Does GOP really want to run on its record of support for Xcel?

It’s no surprise that Republicans have decided to contest the re-election campaign of Rep. Julie Bunn in Minnesota House District 56A, which extends all the way from Stillwater’s South Hill to the northern reaches of Woodbury.

And it’s no surprise that the GOP has made Bunn its No. 1 target, statewide, for the current election cycle — well, aside from the six so-called Rogue Republicans that they also want to defeat.

Nor is it surprising that the governor, who is also the leader of one of Minnesota’s political parties, sometimes uses the power of his office to enhance his party’s political prospects.

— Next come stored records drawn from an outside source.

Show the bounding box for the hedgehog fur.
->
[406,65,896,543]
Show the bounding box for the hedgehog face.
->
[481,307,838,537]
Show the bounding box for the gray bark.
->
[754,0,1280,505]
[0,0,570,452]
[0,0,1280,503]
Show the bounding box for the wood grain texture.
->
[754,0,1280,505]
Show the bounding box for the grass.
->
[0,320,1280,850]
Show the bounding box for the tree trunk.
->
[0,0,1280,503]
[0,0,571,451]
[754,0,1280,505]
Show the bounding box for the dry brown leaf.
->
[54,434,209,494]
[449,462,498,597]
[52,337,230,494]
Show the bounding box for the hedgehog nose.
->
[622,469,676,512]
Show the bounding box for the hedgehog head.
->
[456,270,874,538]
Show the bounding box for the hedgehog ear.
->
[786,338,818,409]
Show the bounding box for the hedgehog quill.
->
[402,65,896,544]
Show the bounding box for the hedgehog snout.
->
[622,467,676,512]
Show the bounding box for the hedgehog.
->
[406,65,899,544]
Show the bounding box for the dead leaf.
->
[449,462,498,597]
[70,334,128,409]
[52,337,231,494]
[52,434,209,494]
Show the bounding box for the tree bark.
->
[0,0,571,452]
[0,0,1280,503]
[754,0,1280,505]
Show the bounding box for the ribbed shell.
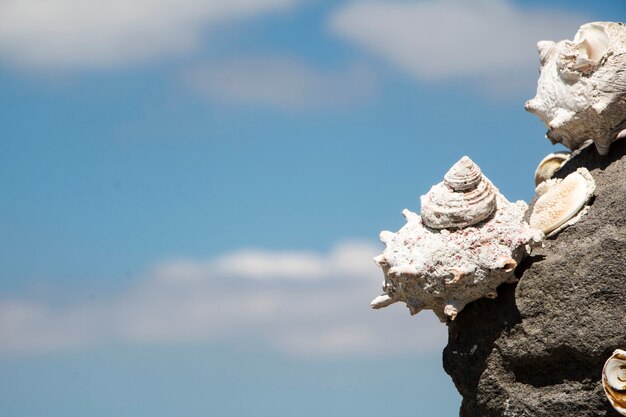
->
[420,156,496,229]
[529,168,595,235]
[602,349,626,416]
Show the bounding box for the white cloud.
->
[0,0,297,69]
[329,0,586,82]
[183,57,376,110]
[0,242,446,356]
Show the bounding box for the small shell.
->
[420,156,496,229]
[535,152,571,186]
[529,168,596,236]
[371,157,544,322]
[602,349,626,416]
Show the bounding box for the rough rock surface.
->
[443,140,626,417]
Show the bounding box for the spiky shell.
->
[526,22,626,155]
[529,168,596,236]
[420,156,496,229]
[371,158,543,322]
[602,349,626,416]
[535,152,571,186]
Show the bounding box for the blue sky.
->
[0,0,626,417]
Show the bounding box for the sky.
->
[0,0,626,417]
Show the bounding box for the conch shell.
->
[602,349,626,416]
[526,22,626,155]
[529,168,596,237]
[420,156,496,229]
[371,157,543,322]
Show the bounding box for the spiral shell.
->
[371,157,543,322]
[526,22,626,155]
[420,156,496,229]
[602,349,626,416]
[529,168,596,236]
[535,152,571,186]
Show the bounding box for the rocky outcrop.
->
[443,140,626,417]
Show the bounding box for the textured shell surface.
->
[602,349,626,416]
[535,152,571,186]
[526,22,626,155]
[529,168,596,236]
[371,158,543,322]
[420,156,496,229]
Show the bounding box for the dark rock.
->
[443,140,626,417]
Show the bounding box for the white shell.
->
[535,152,571,186]
[602,349,626,416]
[529,168,596,236]
[420,156,496,229]
[526,22,626,155]
[372,158,543,321]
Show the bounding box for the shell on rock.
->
[602,349,626,416]
[526,22,626,155]
[529,168,596,236]
[371,157,543,322]
[420,156,496,229]
[535,152,571,186]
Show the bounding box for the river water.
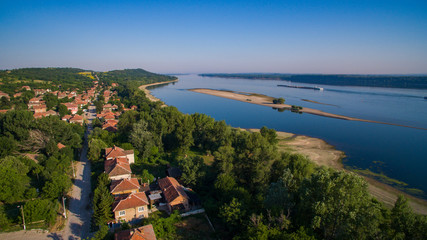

What’s surprising is that Gov. Tim Pawlenty and Republicans would want to remind voters in 56A about the fly ash landfill that Xcel Energy wanted to build in West Lakeland Township — a landfill that the Lower St. Croix Valley community and Bunn opposed, and the governor supported.

But that’s what the governor has done. He has raised the visibility of the issue, and of Bunn’s work on the issue, by appointing Bunn’s opponent, Kathy Lohmer, to the Citizen’s Board of the Minnesota Pollution Control Agency (MPCA).

Route to enviro qualifications?
“It sounds to me like it could be that (Republicans) are trying to get Rep. Bunn’s opponent some qualifications in the environment area,” Rep. Jean Wagenius, DFL-Minneapolis, told a reporter from the Pioneer Press. Indeed, environmental issues currently are not listed among Lohmer’s top five issues on her campaign website.

“Longtime political observers,” the Pioneer Press added, “said they had never heard of someone being appointed to (a) state board while seeking a legislative post.”

The governor’s spokesman, Brian McClung, disagreed. “The situation is not unusual,” he told the Pioneer Press. “There are a number of state representatives,” McClung said, “who are appointed to boards, so it is not that rare for board or commission members to be running for office.”

This is disingenuous, however, because in this case state law explicitly prohibits double-dipping. State law says that no member of the MPCA Citizen’s Board, other than the MPCA commissioner, “shall be an officer or employee of the state or federal government.”

Couldn’t continue if elected
Lohmer is not now an officer or employee of the state, of course. But it’s clear that if she is elected in November, she will not be able to continue to serve on the MPCA board.

Not only that, but claims that Lohmer’s appointment was motivated by considerations of geographical balance don’t hold up either. The MPCA board has four Greater Minnesota members, all from a triangular-shaped area of north-central Minnesota running from the Bemidji to Duluth to St. Cloud areas. One of the three metro members, Dr. Daniel Foley of Woodbury, already hails from Washington County. Geographical balance might have been served by an appointee from Anoka County, or Mankato or Rochester, but not Lake Elmo.

Still, critics’ claims that the appointment is illegal or unethical would appear to be overstated. Rather, the appointment may be a political miscalculation, and that’s something that the voters will decide — not the courts.

The MPCA website says, “The Minnesota Pollution Control Agency (MPCA) Citizens’ Board considers and makes decisions on varied and complex pollution problems that affect areas of the state.”

One such issue was the adequacy of an Environmental Impact Statement (EIS) for the proposed West Lakeland landfill. The Citizens’ Board voted 5-1 to find the EIS to be adequate — and to allow the landfill project to go forward — May 20. Among the “yes” votes were the governor’s appointee as MPCA commissioner, Brad Moore, and citizen member Dennis Jensen of Duluth, whom the governor re-appointed to the board last week along with Lohmer.

Governor, Xcel objected to legislation
Meanwhile, Bunn introduced legislation that prohibits the siting of landfills in areas that are highly susceptible to groundwater contamination, which most observers believe the West Lakeland site to be. Bunn’s legislation became state law last month over the objections of the governor and Xcel. This was yeoman legislative work by any standard — but especially for a freshman lawmaker.

Bunn’s district is a traditionally safe Republican district. The GOP may feel that they lost the district in 2006 more than Bunn won it, because they simply didn’t take Bunn’s challenge to incumbent Mike Charron seriously enough. So observers expect Lohmer to run a strong challenge to Bunn’s re-election.

Still, there is every indication that Bunn’s opponent would have been a “yes” vote for the West Lakeland landfill project had she served on the MPCA Citizen’s Board a month ago. And there can be no question that Lohmer would not have authored legislation designed to prohibit landfills in gravel soils such as are found in West Lakeland.

It’s hard to imagine why Republicans wanted to run all of that up the flagpole.